Yazısının başlığı, bütün olarak 15 Temmuz’dan -aslında 7 Haziran’dan demek belki daha doğru- bu yana yapılmakta olanın mümkün en özlü ifadesi: Bahçeye beton dökmek. Evet, bahçede dikenler vardı, pek çok yeri yabani ot sarmıştı, kimi ağaçlar içten kurumuş, kimi bitkiler sararmış solmuş, kimileri, tohumları baştan bozuk olduğundan hilkat garibeleri sûretinde şekillenmişlerdi. Güzel kokulu çiçekler, gölgesi ferah ağaçlar, faydalı bitkiler de aralarda yaşama savaşı vermekteydi. Parazitler bunları yiyor, arsız otlar oralarını buralarını sarıp çürütüyordu. İstenmeyen bitkiler boy veremesin diye vazifeliler her tarafa zehirli gübre atıyorlardı. Kötücül sahiplerinin elinde ziyan olan, hayat kavgasına sahne olan bir bahçeydi işte.

Üstüne beton döktüğünüzde hayat kalmıyor.

Ve muktedir Türk İslâmcısı bunu anlamıyor, hissetmiyor, umursamıyor, hattâ betonu gördükçe memnun oluyor. Müteahhitleri üstüne inşaat yapacak, paralar gelecek, onunla imtiyazlar dağtılacak, kuvvetli kudretli zengin olunacak, cellatlar muhbirler soytarılar beslenecek, iktidar sürdürülecek.

Bütün bunların sahiden cennet umuduyla yapıldığına kalpten inanan var mıdır?

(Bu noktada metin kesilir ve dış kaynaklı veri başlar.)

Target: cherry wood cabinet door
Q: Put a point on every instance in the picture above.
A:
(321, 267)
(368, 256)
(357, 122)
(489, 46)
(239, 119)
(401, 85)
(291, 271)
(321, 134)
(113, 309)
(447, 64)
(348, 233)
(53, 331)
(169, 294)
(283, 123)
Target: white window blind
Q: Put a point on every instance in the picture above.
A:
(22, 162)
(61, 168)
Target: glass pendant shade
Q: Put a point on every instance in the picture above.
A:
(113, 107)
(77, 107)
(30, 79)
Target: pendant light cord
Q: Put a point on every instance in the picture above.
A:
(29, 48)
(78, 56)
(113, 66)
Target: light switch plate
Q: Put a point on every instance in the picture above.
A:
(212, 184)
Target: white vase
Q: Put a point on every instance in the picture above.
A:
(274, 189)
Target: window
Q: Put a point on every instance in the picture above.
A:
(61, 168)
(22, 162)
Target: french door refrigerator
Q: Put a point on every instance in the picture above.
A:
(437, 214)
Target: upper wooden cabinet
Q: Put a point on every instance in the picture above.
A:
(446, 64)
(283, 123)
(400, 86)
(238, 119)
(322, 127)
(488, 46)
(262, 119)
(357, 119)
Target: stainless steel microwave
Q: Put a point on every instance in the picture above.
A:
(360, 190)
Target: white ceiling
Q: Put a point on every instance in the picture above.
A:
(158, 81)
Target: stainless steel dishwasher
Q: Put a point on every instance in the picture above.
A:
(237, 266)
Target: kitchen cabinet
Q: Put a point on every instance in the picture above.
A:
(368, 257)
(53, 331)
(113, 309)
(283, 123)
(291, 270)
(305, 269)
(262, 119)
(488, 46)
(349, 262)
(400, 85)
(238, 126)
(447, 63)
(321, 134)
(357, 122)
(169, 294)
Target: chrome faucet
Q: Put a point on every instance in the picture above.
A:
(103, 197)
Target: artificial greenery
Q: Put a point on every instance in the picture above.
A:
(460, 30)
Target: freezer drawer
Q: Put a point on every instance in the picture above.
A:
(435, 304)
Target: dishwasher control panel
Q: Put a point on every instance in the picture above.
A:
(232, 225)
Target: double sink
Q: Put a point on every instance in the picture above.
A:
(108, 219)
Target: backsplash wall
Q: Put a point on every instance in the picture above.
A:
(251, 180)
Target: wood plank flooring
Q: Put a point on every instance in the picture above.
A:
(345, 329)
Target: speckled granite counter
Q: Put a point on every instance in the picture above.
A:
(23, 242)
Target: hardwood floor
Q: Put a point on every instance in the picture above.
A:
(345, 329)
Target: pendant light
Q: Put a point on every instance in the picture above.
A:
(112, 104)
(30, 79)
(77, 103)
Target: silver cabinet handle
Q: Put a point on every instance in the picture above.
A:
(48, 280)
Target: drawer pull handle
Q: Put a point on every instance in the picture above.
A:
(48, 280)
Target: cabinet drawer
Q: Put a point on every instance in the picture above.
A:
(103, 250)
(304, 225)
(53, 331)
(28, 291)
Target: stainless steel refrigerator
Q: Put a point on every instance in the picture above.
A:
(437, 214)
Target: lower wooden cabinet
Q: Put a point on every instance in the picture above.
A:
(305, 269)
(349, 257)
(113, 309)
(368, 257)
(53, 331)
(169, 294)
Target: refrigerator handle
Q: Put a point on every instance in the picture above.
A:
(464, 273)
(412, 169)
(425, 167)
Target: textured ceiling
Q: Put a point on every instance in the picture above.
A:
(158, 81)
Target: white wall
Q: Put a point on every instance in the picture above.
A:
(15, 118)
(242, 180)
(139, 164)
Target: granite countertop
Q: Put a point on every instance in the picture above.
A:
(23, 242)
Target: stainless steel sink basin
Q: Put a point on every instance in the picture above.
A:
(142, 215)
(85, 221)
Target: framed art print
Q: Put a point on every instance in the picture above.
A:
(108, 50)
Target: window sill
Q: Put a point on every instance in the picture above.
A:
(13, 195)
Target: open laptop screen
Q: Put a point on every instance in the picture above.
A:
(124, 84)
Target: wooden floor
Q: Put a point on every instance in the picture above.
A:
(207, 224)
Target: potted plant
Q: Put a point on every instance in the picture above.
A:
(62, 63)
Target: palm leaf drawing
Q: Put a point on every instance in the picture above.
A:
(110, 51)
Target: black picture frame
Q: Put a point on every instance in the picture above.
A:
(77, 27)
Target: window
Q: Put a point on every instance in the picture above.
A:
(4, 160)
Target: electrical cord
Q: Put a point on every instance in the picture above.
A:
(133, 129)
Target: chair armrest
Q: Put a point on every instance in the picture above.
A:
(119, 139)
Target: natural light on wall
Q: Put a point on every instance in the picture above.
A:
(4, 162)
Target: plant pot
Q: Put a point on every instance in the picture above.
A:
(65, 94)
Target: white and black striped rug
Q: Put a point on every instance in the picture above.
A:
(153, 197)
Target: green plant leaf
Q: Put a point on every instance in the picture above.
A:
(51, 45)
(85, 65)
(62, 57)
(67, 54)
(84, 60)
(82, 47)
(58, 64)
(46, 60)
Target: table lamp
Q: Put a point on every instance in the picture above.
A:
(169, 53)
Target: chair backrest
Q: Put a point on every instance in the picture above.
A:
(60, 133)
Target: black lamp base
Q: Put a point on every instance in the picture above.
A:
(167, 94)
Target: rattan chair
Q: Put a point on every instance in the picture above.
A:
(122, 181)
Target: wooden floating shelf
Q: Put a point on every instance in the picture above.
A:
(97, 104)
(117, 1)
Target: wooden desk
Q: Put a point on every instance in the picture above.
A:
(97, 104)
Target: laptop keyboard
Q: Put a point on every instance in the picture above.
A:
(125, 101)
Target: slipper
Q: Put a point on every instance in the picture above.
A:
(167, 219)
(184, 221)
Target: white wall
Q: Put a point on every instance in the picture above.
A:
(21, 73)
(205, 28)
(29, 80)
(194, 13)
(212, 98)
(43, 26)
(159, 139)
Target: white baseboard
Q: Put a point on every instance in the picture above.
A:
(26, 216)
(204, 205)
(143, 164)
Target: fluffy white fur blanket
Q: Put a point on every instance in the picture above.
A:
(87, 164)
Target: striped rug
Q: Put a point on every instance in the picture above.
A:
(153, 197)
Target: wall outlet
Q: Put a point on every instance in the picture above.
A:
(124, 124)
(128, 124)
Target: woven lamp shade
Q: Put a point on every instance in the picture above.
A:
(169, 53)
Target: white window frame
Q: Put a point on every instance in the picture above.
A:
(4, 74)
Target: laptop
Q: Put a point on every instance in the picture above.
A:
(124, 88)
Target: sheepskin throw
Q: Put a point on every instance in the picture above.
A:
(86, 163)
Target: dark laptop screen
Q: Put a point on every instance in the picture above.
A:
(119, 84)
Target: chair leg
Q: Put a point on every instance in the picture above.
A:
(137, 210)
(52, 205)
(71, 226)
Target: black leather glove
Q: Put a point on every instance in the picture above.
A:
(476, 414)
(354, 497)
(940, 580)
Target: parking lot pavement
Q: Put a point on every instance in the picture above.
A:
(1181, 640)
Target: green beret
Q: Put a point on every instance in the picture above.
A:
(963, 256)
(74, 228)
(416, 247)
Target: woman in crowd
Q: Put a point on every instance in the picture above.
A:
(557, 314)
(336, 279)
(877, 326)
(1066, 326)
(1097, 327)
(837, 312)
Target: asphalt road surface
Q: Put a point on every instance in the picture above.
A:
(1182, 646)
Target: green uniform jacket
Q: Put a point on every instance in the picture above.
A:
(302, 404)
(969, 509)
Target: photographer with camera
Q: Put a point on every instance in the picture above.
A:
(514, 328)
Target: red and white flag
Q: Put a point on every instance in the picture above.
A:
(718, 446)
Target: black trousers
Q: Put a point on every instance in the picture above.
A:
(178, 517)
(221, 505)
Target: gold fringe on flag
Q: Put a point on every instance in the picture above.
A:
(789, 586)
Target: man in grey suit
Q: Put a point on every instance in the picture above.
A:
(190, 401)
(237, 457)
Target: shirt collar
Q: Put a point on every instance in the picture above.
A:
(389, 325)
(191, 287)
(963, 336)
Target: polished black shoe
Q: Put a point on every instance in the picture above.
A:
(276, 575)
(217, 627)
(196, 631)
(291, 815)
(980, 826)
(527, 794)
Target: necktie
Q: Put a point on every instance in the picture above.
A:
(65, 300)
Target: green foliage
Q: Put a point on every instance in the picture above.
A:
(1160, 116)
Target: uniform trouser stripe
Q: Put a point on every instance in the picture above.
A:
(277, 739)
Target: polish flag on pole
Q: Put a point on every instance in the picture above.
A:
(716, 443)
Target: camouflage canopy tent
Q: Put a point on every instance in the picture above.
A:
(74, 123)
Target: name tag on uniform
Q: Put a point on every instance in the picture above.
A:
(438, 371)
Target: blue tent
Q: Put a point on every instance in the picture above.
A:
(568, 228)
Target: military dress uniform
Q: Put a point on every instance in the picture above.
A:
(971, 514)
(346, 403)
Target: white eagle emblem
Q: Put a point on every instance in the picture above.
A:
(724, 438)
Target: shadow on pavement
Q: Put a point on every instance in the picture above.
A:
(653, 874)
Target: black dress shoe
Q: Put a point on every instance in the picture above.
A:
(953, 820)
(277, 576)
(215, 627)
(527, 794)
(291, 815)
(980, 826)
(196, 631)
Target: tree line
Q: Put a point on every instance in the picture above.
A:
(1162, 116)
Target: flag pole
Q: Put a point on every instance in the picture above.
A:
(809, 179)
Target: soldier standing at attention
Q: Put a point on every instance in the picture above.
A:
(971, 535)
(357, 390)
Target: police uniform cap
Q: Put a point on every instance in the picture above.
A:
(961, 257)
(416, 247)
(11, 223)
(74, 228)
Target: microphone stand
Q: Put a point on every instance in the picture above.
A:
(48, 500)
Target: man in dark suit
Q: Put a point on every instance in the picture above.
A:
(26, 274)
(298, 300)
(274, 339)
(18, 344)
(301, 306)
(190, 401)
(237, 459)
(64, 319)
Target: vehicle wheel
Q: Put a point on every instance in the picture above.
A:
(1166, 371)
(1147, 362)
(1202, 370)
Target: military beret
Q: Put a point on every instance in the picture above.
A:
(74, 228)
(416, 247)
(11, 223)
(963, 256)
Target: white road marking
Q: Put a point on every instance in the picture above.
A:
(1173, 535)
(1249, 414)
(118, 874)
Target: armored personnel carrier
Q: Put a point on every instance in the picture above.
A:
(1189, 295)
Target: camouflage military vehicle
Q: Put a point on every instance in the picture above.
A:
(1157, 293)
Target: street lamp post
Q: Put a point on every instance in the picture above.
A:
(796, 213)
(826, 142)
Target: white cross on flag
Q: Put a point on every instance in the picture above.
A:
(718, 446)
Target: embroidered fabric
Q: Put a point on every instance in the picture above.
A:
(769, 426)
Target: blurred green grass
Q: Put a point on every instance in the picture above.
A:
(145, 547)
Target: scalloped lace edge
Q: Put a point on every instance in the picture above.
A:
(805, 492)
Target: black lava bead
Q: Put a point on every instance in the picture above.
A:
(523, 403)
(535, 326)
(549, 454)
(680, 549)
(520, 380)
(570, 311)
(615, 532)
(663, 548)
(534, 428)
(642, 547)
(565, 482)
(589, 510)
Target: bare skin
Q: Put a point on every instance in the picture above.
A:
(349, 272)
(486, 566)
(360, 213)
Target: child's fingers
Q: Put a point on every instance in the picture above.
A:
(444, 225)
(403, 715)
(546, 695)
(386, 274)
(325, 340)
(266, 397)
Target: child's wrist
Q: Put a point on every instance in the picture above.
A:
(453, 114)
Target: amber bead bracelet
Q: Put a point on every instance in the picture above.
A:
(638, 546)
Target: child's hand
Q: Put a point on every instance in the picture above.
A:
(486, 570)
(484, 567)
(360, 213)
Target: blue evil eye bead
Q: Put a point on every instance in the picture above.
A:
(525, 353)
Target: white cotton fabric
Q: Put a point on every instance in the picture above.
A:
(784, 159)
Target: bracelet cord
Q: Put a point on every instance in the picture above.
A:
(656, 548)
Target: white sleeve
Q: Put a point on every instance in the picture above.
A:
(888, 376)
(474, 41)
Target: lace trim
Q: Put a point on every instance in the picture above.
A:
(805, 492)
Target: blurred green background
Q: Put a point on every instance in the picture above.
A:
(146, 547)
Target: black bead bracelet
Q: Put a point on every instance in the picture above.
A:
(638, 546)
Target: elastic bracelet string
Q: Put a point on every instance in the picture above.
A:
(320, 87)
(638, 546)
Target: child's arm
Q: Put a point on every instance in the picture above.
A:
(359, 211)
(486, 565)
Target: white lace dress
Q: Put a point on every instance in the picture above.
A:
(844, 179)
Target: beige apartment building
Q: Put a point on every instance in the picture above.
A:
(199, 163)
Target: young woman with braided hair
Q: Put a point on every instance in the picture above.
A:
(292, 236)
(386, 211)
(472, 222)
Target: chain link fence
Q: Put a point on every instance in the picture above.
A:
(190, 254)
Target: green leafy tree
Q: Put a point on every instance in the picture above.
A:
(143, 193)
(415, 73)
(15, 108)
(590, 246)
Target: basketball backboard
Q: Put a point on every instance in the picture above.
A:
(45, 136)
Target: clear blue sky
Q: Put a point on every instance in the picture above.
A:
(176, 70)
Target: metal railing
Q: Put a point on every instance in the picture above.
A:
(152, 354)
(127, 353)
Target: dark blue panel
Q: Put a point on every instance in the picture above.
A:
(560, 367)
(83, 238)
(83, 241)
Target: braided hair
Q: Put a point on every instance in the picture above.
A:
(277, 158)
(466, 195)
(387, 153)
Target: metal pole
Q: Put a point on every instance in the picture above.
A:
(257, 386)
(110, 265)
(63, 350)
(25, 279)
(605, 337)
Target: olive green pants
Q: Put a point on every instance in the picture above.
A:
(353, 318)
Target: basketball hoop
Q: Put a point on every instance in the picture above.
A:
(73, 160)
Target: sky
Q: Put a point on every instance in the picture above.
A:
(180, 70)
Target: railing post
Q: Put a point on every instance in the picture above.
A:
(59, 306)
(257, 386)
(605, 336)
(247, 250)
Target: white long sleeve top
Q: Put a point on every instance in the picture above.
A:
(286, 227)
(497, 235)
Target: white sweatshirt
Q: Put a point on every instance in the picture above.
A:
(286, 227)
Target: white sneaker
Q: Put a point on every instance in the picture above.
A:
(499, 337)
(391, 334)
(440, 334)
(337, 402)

Beton mikserinin şöförü, belki…


19 OCAK İÇİN NOT: 

Resmîsi sivili, üniformalısı takım elbiselisi her türden vazifeli personelin iştirakiyle öldürülen arkadaşımız Hrant Dink’i her yıl olduğu gibi yine onu vurdukları yerde, Agos’un önünde anacağız. 19 Ocak Perşembe 14:30’da. Vicdan sahibi insanlarla bu anmada beraber olmayı umuyoruz. Bugün Hrant’la ilgili birşeyler yazmalıydım. Yapamadım. Zorlukla biraraya getirebildiğim birtakım cümleleri Agos’a verdim, yazı niyetine. Hrant’ın öldürülmesinden bu yana olanlar üzerine konuşmaya kalkarsak, muktediriyle muhalifiyle öyle çok insana, öyle farklı kesimlere öyle korkunç sözler etmek gerekir ki, üstünkörü aklımdan geçirdiğimde ürperiyorum. Canilik ve ikiyüzlülük üzerine hakkınca konuşulabilmesi için, utanma duygusunun biryerlerde gizli saklı da olsa hayatını sürdürüyor olması lazım.